If by continue to lose on the national stage you mean win the house and senate and the popular vote in 2 out of the 3 last presidential elections, thats a brand of losing I can tolerate without pandering to the least accepting segment of the population.
More voters voted for Kaine in VA because of sprawl and traffic, that’s just a fact Jay.
Oliver, the fact is, Tim Kaine recognizes what faith means to people and instead of ignoring it as John Kerry did in 2004, he reached out to them and it helped him win an election in a state that Bush carried easily. Don’t sit there and attempt to tell me that Tim Kaine’s victory rested on his views regarding urban sprawl and traffic!
and it is fact the religious far right that is spitting in the face of Christianity, you did it in this very thread by claiming that progressive Christians aren’t worshipping the real god because they didn’t do it your way.

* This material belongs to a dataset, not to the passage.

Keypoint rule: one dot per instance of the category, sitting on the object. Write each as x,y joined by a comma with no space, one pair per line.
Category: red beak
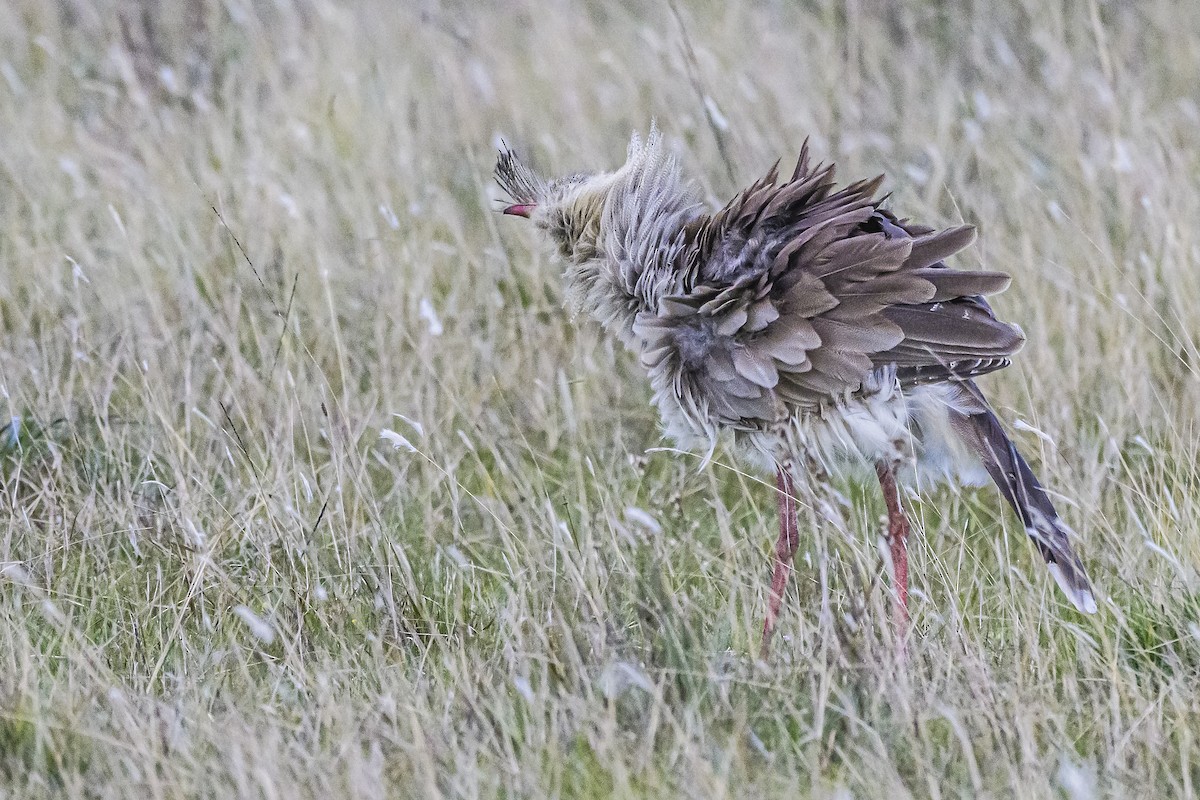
521,209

I did no such thing. There is no ‘my way’ when it comes to Christianity. I merely said that people like to pick and choose what they want to believe and the Bible quite frankly, doesn’t offer a choice. Neither did Jesus Christ. He didn’t say, “But I say to you that whoever looks at a woman to lust for her has already committed adultery with her in his heart…unless he’s just about to get divorced or the marriage just isn’t working anymore.”
That’s not a “religious far right” viewpoint, so give the petty insults a rest, ok?
Oh and that gaggle of little old black ladies from Atlanta you talked about? Probably far more conservative than me on their religious views. I don’t know why you think black churches would do wonders for the Democratic party when African-American Christians have stronger views on abortion and homosexuality than whites do.
If by continue to lose on the national stage you mean win the house and senate and the popular vote in 2 out of the 3 last presidential elections, thats a brand of losing I can tolerate without pandering to the least accepting segment of the population.
House and Senate races are not the “national stage.” Your “we won the popular vote” cheerleading is pointless. You know as well as anybody that Gore should have won handily in 2000. Instead of campaigning like Clinton, he chucked that winning strategy, bolted left and lost a good chunk of the middle. The Democrats only got worse four years later.
They’re 2 out of 7 since 1980. That’s not something to brag about.
Hell, I’m a Christian and when someone says, “so and so is a Christian activist,” I assume they’re a Republican.
Actually, I don’t – because they’re talking about someone else.
But I have to admit I would distrust anyone who called themselves a Christian activist. Most of the churchy people I know who do any kind of outreach to the poor or work for peace or whatever, they usually describe themselves by the work rather than the religious aspect of it.
If you ask them why they do it, they may just say it is the moral thing to do, or they may say they feel called by Jesus to do it, but they tend to think it’s a bit showy and presumptuous to start off saying, “I’m a Christian activist.”
But that’s the tradition I was raised in; you sing love of God in church, but you do the work because the work must be done.